The DVD, put out by Anchor Bay, and part of their great six-DVD Herzog-Kinski Collection (which includes all five films the duo filmed together, as well as My Best Friend), is in terrific shape — devoid of scratches and in glorious hues that are never too much. It was copied from a great transfer, filmed in a 1.85:1 aspect ratio. It also comes with the original German film trailer, a stills gallery, talent bios, and a commentary featuring Anchor Bay’s Norman Hill prompting Herzog (perhaps the best and most cogent DVD commenter going) and his brother, the film’s producer, Lucki Stipetic. Stipetic is Herzog’s real surname; Herzog is his middle name.

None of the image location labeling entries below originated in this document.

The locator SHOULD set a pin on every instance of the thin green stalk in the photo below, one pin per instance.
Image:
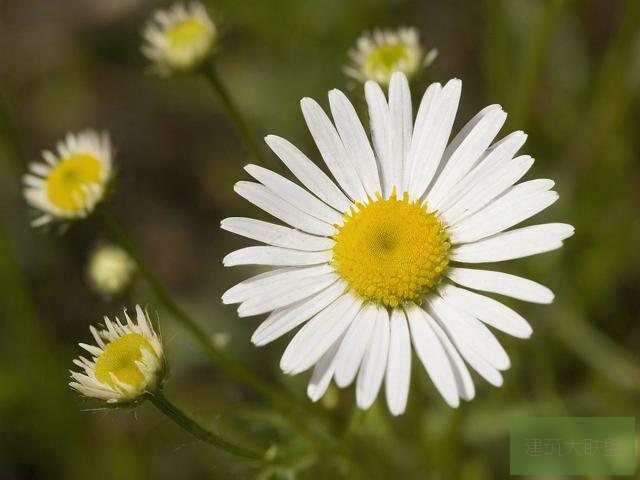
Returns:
(234, 114)
(181, 419)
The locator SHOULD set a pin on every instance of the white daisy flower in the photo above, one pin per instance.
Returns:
(371, 264)
(126, 362)
(377, 55)
(179, 38)
(68, 185)
(110, 270)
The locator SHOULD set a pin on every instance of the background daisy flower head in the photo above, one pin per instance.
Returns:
(377, 55)
(370, 263)
(69, 184)
(179, 38)
(110, 270)
(126, 362)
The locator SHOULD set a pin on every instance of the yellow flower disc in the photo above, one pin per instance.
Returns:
(385, 59)
(391, 251)
(120, 357)
(64, 185)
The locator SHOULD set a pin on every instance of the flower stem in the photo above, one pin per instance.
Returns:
(234, 369)
(195, 429)
(233, 113)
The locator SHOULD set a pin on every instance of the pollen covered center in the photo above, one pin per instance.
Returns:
(119, 358)
(65, 183)
(386, 57)
(185, 33)
(391, 251)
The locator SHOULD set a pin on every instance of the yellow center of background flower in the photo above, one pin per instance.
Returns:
(120, 357)
(391, 251)
(65, 183)
(385, 58)
(185, 33)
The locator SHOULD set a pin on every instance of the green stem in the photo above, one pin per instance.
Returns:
(233, 113)
(229, 365)
(195, 429)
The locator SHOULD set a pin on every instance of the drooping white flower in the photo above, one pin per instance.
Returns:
(68, 185)
(371, 264)
(110, 270)
(179, 38)
(378, 55)
(126, 362)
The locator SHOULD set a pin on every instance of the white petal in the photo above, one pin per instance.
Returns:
(464, 383)
(308, 173)
(268, 201)
(282, 321)
(374, 362)
(354, 344)
(464, 152)
(502, 283)
(380, 125)
(295, 195)
(518, 243)
(516, 205)
(276, 235)
(285, 293)
(401, 126)
(433, 128)
(465, 328)
(355, 141)
(488, 310)
(429, 350)
(322, 373)
(318, 334)
(332, 149)
(496, 172)
(275, 256)
(398, 374)
(243, 290)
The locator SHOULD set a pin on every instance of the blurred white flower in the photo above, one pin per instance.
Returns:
(377, 55)
(179, 38)
(126, 362)
(371, 264)
(68, 185)
(110, 270)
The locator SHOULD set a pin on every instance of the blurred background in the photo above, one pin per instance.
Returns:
(567, 72)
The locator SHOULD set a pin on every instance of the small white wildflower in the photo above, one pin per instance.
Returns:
(179, 38)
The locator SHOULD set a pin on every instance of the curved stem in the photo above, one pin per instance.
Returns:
(228, 364)
(195, 429)
(234, 114)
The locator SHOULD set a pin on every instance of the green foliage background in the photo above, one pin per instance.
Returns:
(568, 73)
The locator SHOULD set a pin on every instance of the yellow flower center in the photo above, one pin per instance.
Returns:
(391, 251)
(120, 357)
(385, 58)
(64, 185)
(185, 33)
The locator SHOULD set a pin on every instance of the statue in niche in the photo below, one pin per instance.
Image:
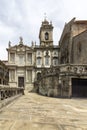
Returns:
(21, 40)
(9, 44)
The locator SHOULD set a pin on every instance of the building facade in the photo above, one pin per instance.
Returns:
(69, 78)
(25, 62)
(4, 74)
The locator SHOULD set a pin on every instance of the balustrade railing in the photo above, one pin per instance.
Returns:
(7, 92)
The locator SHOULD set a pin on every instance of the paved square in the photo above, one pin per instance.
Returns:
(35, 112)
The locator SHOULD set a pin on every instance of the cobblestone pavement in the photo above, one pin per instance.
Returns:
(35, 112)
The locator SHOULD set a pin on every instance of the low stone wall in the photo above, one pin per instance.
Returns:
(7, 92)
(57, 82)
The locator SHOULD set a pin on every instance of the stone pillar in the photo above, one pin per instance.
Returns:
(70, 87)
(42, 58)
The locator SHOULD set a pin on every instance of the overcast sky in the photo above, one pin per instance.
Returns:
(24, 18)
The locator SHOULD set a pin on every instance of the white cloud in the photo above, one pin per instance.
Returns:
(24, 17)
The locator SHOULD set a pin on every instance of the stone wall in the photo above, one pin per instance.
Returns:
(57, 82)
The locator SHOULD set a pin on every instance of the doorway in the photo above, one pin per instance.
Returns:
(20, 81)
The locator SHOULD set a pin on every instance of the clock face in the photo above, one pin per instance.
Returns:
(46, 36)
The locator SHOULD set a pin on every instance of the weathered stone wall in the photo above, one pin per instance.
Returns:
(57, 82)
(79, 49)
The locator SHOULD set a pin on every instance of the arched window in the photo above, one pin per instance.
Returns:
(46, 36)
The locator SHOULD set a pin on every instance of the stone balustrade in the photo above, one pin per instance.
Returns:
(7, 92)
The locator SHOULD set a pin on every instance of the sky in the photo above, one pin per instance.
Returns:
(24, 17)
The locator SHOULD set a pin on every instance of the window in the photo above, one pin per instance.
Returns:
(29, 58)
(12, 57)
(12, 75)
(21, 59)
(39, 61)
(29, 76)
(55, 61)
(47, 60)
(46, 36)
(38, 53)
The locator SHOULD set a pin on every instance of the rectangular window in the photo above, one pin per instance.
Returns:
(12, 57)
(12, 75)
(29, 58)
(38, 61)
(29, 76)
(55, 62)
(47, 60)
(21, 59)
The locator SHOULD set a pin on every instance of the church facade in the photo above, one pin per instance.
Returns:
(25, 62)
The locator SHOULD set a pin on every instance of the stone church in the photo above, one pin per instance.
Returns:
(25, 62)
(52, 70)
(69, 78)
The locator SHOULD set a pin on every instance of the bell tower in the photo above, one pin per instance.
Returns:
(46, 34)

The commentary is shorn of the usual non-critical fellatio and philosophic meanderings most films have. Perhaps the funniest anecdote is how, during an early opera house scene with Enrico Caruso (Costante Moret), we see the character of legendary stage actress Sarah Bernhardt. First, we get the visual cue that she’s not singing, when we see a fat lady singing in the orchestra pit, and then Herzog reveals that the Bernhardt character is being played by a transvestite actor named Jean-Claude Dreyfuss.
Perhaps the only way this DVD, or the DVD set could have been improved was to have included the making of documentary about the film, Burden Of Dreams (1982), shot by Les Blank and Maureen Gosling. The rest of the film and DVD are in fine form, as Thomas Mauch, Herzog’s cinematographer, brings eye level realism to great heights, even as we whirl about Fitz and his crew in a tall tree stand from a helicopter shot. The film’s score is impressive, once again, as Herzog proves that he has no peer in film scoring, again relying on Florian Fricke and Popol Vuh, as well as native jungle music, and turn of the century recordings of Caruso singing Giuseppe Verdi, Vincenzo Bellini, and Richard Strauss.
Yet, there are many little moments in the film, that are the realism in the ‘eye level realism’, which make the film seem less like a film and more as if a camera had been snuck aboard a real life adventure. This is where the film’s greatness really comes into focus, for so few other directors ever have such moments in their films. Herzog often calls these moments ecstatic truths, but they are great because they are not really ecstatic, merely ordinary, but displaced in narrative space and time so that they take on a meaning and metaphor that is not immanent.
As example, there are the young children who stare at the jail Fitz is held in after an incident at a rubber baron’s party. The police chief lets him out because the children will not flee, and one child plays a fiddle for days on end. Why? There is no explanation, but oddities like this occur in life far more often than they ever appear in film.